How Controller of Budget was pressured to approve KES 15B spending days to elections
Controller of Budget, Margaret Nyakang’o, has testified before the Parliamentary Public Petitions Committee, alleging that she was coerced to sign off on KES 15 billion, just four days before the 2022 general election.
Nyakang’o claims that the funds were approved despite her reservations and went into people’s pockets.
According to Nyakang’o, the Treasury pressured her to approve a series of payments, including three tranches of KES 9.95 billion to the State Department for Infrastructure and a KES 6.01 billion deal in which the Treasury acquired a 60% stake in Telkom Kenya from Helios Investment Partners, a UK-based private equity fund, on August 5, 2022.
The Controller of Budget presented WhatsApp messages exchanged between her and then Treasury Cabinet Secretary, Ukur Yatani, to demonstrate the coercion that took place.
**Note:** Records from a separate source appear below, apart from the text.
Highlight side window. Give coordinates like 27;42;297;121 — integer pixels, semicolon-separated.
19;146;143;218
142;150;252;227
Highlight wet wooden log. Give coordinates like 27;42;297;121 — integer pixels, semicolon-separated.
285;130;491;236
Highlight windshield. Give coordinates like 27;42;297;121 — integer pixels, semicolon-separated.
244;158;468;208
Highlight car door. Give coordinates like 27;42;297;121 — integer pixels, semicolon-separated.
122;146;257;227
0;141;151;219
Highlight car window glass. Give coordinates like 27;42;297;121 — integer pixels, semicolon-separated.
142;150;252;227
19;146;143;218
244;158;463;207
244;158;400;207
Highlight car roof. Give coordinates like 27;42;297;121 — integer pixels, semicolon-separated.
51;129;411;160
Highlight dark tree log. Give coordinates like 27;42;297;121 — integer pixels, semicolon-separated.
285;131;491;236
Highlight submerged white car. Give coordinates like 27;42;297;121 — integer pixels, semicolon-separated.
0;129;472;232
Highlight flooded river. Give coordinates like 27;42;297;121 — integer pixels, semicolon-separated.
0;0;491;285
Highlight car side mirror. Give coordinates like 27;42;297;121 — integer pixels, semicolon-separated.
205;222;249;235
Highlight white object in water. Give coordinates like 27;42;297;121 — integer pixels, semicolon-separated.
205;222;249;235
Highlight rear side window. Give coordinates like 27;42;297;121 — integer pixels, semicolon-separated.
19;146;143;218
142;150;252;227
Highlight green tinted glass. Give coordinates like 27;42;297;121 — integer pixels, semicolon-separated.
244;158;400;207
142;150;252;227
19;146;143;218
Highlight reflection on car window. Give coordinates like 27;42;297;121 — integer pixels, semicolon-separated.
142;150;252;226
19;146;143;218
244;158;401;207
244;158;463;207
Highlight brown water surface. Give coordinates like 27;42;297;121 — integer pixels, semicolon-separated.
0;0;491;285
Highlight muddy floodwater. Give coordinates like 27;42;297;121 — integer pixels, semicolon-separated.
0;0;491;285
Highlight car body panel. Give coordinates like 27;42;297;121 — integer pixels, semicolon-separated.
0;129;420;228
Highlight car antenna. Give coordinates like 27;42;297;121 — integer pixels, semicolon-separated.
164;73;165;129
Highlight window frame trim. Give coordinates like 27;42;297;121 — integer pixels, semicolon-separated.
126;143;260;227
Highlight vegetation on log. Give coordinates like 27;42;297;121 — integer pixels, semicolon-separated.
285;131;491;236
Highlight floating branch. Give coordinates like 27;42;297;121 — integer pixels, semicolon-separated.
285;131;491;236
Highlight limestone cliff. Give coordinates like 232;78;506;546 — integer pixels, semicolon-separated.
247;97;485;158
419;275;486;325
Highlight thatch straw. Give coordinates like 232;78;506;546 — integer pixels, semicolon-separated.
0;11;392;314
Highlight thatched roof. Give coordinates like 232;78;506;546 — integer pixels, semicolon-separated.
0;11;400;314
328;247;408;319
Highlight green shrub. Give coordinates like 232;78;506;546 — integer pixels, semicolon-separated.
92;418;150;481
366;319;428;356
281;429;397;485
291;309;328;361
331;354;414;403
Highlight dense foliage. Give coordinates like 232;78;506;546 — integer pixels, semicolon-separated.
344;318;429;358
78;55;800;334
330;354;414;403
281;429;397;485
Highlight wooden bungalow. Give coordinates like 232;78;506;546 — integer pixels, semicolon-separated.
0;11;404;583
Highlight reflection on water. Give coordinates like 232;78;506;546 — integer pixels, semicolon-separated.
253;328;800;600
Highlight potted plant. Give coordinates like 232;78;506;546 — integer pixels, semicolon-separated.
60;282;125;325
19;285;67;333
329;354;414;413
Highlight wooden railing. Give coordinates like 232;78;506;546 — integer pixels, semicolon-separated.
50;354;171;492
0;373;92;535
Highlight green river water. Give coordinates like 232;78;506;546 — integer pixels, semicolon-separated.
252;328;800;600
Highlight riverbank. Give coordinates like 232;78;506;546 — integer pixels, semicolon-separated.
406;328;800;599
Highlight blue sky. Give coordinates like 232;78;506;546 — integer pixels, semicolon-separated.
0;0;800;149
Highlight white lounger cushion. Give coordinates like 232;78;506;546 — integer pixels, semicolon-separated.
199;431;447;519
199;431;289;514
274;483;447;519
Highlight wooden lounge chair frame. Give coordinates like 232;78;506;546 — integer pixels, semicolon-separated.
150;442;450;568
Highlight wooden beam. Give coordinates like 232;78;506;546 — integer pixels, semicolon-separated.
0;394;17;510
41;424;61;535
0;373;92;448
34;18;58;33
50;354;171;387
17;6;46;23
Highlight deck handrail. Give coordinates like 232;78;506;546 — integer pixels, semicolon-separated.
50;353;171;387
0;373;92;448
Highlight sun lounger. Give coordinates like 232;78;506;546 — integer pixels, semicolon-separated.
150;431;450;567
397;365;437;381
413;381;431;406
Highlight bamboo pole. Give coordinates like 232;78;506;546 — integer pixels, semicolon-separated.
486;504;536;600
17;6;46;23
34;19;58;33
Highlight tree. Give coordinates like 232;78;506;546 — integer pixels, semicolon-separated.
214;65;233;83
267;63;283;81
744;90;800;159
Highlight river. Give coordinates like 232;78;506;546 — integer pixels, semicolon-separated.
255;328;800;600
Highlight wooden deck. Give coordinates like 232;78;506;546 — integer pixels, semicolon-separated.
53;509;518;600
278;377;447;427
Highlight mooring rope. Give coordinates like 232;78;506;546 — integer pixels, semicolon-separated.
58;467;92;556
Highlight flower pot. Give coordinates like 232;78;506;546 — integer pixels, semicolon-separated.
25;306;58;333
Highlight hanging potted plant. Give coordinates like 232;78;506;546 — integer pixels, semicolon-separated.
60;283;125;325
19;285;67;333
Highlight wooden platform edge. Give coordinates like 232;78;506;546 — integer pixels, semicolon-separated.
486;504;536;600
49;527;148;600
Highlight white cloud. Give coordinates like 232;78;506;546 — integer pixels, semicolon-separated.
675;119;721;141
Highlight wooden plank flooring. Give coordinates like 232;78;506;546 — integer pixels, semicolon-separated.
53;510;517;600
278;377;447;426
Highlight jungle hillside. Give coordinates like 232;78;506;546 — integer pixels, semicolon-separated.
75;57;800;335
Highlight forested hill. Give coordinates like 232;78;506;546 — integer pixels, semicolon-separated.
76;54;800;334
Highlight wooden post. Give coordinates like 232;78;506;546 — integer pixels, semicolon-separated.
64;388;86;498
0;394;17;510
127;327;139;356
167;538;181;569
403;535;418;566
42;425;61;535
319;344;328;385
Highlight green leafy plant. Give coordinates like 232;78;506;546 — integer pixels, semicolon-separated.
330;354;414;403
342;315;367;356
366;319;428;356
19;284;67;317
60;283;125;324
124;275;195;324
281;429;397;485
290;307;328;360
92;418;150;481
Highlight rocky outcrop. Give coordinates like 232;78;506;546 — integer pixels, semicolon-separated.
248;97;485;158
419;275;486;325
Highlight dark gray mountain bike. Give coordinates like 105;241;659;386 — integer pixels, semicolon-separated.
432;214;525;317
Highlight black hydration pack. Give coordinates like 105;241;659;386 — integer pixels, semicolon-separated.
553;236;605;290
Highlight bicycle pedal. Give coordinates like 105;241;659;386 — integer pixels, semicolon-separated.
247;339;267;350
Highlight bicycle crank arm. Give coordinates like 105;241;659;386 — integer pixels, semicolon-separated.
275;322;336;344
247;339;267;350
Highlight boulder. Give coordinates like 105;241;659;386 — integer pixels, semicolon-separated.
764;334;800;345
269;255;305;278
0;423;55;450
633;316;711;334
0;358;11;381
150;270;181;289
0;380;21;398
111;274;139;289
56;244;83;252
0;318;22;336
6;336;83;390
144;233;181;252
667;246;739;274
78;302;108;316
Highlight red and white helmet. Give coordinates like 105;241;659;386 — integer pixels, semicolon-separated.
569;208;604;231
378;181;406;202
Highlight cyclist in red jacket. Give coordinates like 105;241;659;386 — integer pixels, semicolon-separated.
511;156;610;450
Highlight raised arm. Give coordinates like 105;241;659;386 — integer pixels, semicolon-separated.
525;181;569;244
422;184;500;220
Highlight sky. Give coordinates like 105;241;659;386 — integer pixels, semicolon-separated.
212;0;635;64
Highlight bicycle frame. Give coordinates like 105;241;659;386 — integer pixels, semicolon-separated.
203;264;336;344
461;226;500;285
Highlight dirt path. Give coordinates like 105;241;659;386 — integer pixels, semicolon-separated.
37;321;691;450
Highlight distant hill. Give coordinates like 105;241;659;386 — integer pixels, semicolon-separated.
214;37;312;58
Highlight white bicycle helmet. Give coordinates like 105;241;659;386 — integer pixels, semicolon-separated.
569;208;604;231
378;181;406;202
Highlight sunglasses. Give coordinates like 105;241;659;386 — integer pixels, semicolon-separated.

In the messages, Yatani requested Nyakang’o to approve amounts of KES 8 billion for the Infrastructure Ministry and KES 2 billion for the Office of the President on August 4, 2022.
Yatani asks, “ Please facilitate similar approvals for the infrastructure ministry for amounts of KES 8 billion and KES 2 billion.”
At 3:33pm on the same day, Yatani wrote to Nyakang’o this time threatening a call from President Uhuru Kenyatta. He wrote, “HE (His Excellency) might even call you if we don’t deal with this by 4 pm.”
When Nyakang’o asked if she had only 26 minutes to complete the process, Yatani threatened to have President Uhuru Kenyatta call her if they did not deal with it by 4 pm that day.
Nyakang’o asked, “Are you saying we have 26 minutes to complete the process?”
To which Yatani said, he had just received a call from the former president and assured him that Nyakang’o had promised to deal with the matter by the end of the day.
Yatani added, “I know he will call again. He promised some guys to resume work and promised that their bills be settled by today.”
Nyakang’o responded by saying she was out of the office, but Yatani insisted she finds a way to deal with the matter. Yatani promised that the bills would be settled that day, adding that “some guys” would resume work.
“You need to devise how to deal with it. I am sorry but try,” he wrote.
Asked why she could not say ‘No’ to the alleged coercion, Nyakang’o told the committee “it is not a black-and-white, yes-and-no” situation.
“There are very many things that we have to weigh before you arrive at that decision. But what I am saying is that there are loopholes that need to be assessed and my office needs to be protected,” she said.
These revelations come after Deputy President Rigathi Gachagua claimed that KES 16 billion of taxpayers’ money, including funds meant to deal with the Covid-19 pandemic, was stolen by senior government officials days before the Kenya Kwanza administration took over power.
Gachagua alleged that the money was ferried in cartons from Wilson airport to individuals’ homes.